Yamato menggeleng pelan, tapi dia tidak langsung menjawab. Ia diam selama beberapa saat, melonggarkan pelukannya, menatapku dalam-dalam. Ekspresinya berubah menjadi—sedih. Kecewa. Ada apa sebenarnya?

"Aku masih menyukaimu, sangat menyukaimu Sora," bisiknya lirih.

Deg. Kata-kata itu membawa pikiranku kembali ke beberapa tahun yang lalu, saat aku masih menjadi milik Yamato. Hanya saja, bersama Yamato membuatku sadar betapa aku menyukai dan mencintai Taichi dengan seluruh hatiku. Yamato menerima itu, menerima hubunganku dan Taichi. Tapi tidak kukira dia masih memiliki perasaan denganku sampai detik ini.

"Yamato aku—"

"Aku tau Sora," potong Yamato, ia tersenyum lembut. Namun senyum itu tidak bisa menyembunyikan kesedihannya, "Aku bahagia untukmu, untuk Taichi juga. Aku yakin dia bisa membahagiakanmu,"

"Aku bisa melihat dari bagaimana cara Taichi menatapmu. Dia sangat mencintaimu, dia beruntung bisa memilikimu," bisik Yamato. Aku mengulurkan kedua tanganku, memeluk Yamato erat, seperti tadi Yamato memelukku erat.

"Maaf aku tidak bisa membalas perasaanmu, Yamato,"

Yamato mengangguk dalam pelukanku, "Aku tau kau akan memilih Taichi, kau selalu memilihnya, bahkan sejak kita kecil. Aku sama sekali tidak mengerti apa yang kau lihat dari bocah itu,"

Aku tertawa, "Hei! bocah itu sudah menjadi suamiku sekarang,"

"Kalau dia menyakitimu kau harus segera lapor padaku. Akan kubuat bocah itu gepeng," canda Yamato, aku tersenyum.

"AHEM!"

Aku melepas pelukanku dan menoleh. Taichi sudah berdiri di dekat kami dengan kedua tangan di saku, jasnya sudah tidak lagi dikancingkan dan dasinya sudah entah berada di mana. "Bolehkan aku meminta istriku kembali?"

Yamato tertawa, "Tentu," dia lalu meraih tanganku dan mengecup punggung tanganku. "Sampai nanti tuan putri,"

Aku terkekeh. Lalu Taichi meraih tanganku, membawaku ke pelukannya.

"Apa yang dia inginkan?" tanya Taichi, nadanya terdengar tidak senang. Terdengar cemburu.

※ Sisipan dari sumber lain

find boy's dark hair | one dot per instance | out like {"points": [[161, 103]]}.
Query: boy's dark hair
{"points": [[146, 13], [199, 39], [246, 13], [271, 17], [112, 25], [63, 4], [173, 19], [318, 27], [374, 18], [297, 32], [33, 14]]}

Aku memutar mata.

"Tidak ada, Yamato hanya mengajakku berdansa,"

Taichi cemberut, "Haruskah dia memelukmu seperti itu? dan haruskan kau memeluknya seperti itu?"

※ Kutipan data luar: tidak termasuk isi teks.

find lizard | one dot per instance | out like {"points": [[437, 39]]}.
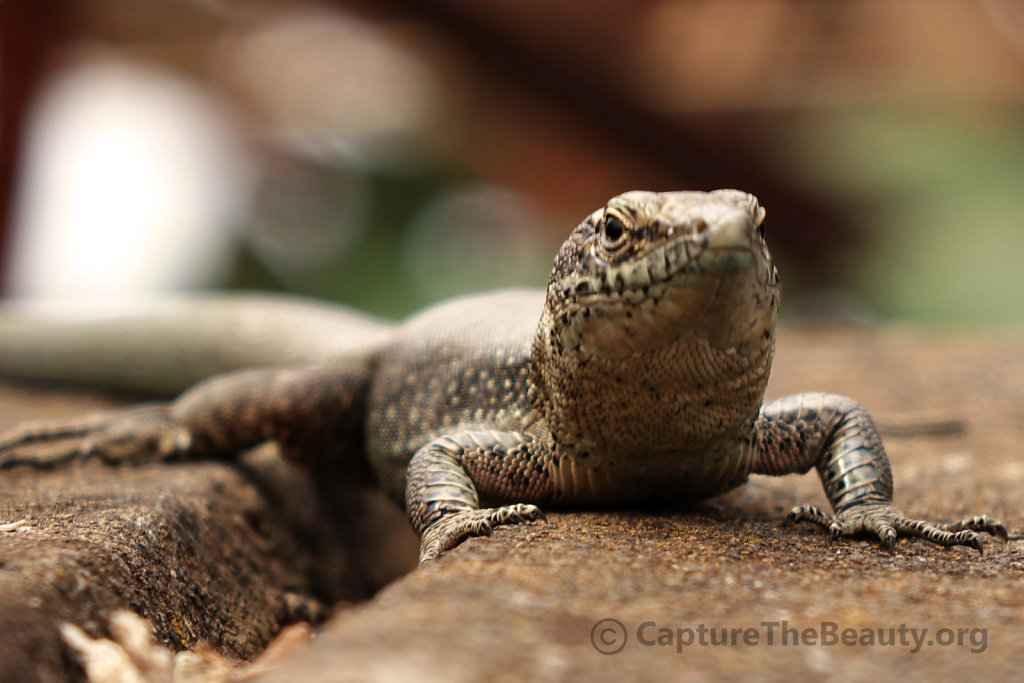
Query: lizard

Uh-oh dia cemburu. Lagi. Terkadang Taichi memang suka berlebihan.

"Hei, dia sahabatku!" Taichi mencibir, aku meraih wajahnya, membuatnya menatapku. "Lagi pula, orang yang kunikahi adalah kamu Taichi, bukan Yamato. Apa itu belum cukup bagimu?"

Tatapan cemburu dan cibirannya menghilang. Digantikan tatapan hangat dan senyum lebar. Benar apa kata Yamato, Taichi ini seperti bocah.

"Yah kau benar istriku,"

Taichi mendekatkan wajahnya dan menciumku lembut. Aku bisa merasakan dia menyeringai, "Nyonya Yagami Sora,"

Aku terkikik geli.

"Bisakah kita pergi ke kamar kita sekarang nyonya Yagami?"


terimakasih untuk kalian yang sudah membaca fic saya ini.